Although most cells in an animal have identical genomes, each tissue and its composite cell types serve a specific physiologic role for the organism. These distinctions and functionalities are conferred by the differential expression of genes and the regulation of gene products. Among these gene products are a subset of all metabolic enzymes, which define the metabolic network available to support cell activities. A corollary to this is that various nutrient levels will vary by location, and levels of available nutrients will also affect which metabolic pathways are utilized by different cell types (34). In other words, there is a reciprocal interplay between the intrinsic set of metabolic enzymes expressed and their regulation by cell signaling, and extrinsic factors such as nutrient availability, which together shape the unique metabolism of each tissue (Fig. 1).

Figure 1.

Tissue-of-origin constrains the metabolic network available to tumors. Each tissue expresses enzymes, which form a core metabolic network that is utilized to support the physiologic function of the tissue. This network is subject to regulation by cell signaling, as well as nutrient and metabolite levels that are influenced by the tissue environment. Most cells maintain some metabolic flexibility and employ additional pathways in response to stress. Oncogenic mutations reshape metabolism to support tumor growth, but their effects are limited by network constraints imposed by tissue-of-origin and by available nutrients.

Figure 1.

Tissue-of-origin constrains the metabolic network available to tumors. Each tissue expresses enzymes, which form a core metabolic network that is utilized to support the physiologic function of the tissue. This network is subject to regulation by cell signaling, as well as nutrient and metabolite levels that are influenced by the tissue environment. Most cells maintain some metabolic flexibility and employ additional pathways in response to stress. Oncogenic mutations reshape metabolism to support tumor growth, but their effects are limited by network constraints imposed by tissue-of-origin and by available nutrients.

Close modal

Tissue identity with regards to metabolism, then, can be defined by the core set of expressed metabolic enzymes that form pathways cells rely on to support their function. When challenged with changes in the environment such as nutrient limitation or hypoxia, different tissues can engage adaptive metabolic programs, such as lipid and protein scavenging (24, 25, 35) to compensate, and these responses also contribute to the metabolic identity of normal and disease tissues. Metabolic flexibility, however, is not infinite, and extreme or prolonged changes in nutrient availability or intrinsic limitations of the cell to adapt to stress will constrain metabolism in all cells. In addition, the limits of adaptability are unlikely to be the same across all cells and tissues.

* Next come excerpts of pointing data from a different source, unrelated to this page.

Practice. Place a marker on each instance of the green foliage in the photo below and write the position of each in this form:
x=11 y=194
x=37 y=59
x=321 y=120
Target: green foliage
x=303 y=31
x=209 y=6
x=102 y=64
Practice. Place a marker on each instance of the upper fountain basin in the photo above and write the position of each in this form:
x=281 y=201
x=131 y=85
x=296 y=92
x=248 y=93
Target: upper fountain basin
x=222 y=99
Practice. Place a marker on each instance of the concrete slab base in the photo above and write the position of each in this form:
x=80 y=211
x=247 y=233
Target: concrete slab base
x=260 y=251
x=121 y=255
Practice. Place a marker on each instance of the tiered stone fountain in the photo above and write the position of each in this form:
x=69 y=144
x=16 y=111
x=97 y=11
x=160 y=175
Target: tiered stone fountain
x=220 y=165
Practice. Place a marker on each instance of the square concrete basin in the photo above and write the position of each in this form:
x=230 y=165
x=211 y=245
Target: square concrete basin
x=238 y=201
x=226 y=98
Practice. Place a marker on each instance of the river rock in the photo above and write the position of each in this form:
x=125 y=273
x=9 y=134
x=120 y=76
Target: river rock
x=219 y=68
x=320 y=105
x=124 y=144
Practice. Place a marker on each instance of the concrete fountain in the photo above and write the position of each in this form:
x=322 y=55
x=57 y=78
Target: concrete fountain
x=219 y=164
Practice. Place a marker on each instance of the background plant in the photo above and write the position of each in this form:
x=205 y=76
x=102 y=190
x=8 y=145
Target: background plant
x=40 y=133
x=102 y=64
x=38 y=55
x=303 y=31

Mutations in oncogenes and tumor suppressors that lead to tumor initiation and progression will act on the metabolic network within the cell, and thus the effects of these mutations on metabolism are subject to a set of constraints that are defined at least in part by tissue lineage and environment. These growth-promoting mutations may alter metabolic pathway activity, such as increased glycolysis or nutrient scavenging (24, 25), but do not drive convergence of tumor metabolism to a common proliferative program as tumors more closely resemble their parental lineage (27). Only those pathways that remain available based on the given tissue-of-origin can contribute to the tumor metabolic network and use available nutrients to generate a tumor.

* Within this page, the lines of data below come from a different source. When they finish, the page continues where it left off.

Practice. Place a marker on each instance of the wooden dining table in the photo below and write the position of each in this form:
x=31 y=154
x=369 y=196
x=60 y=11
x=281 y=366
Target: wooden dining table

Although selection based on genetics remains the current paradigm to develop new cancer treatments, other factors may be better for identifying patients for drugs targeting metabolism. In fact, tumor genetics has not been a successful way to find patients likely to respond to chemotherapies that target nucleotide metabolism, and giving these drugs based on tissue-of-origin has been the standard practice for decades (36). Some newer agents targeting metabolism also act on cancers in a way that is agnostic to cancer genotypes (10). Consistent with this idea, the metabolic constraints imposed by tumor lineage and environment, in addition to mutation status (28, 30), should be considered when examining potential pathways for therapeutic targeting. Furthermore, identifying those metabolic pathways that are most constrained and/or less flexible within specific tumors is critical to achieve both efficacy and a therapeutic window in patients.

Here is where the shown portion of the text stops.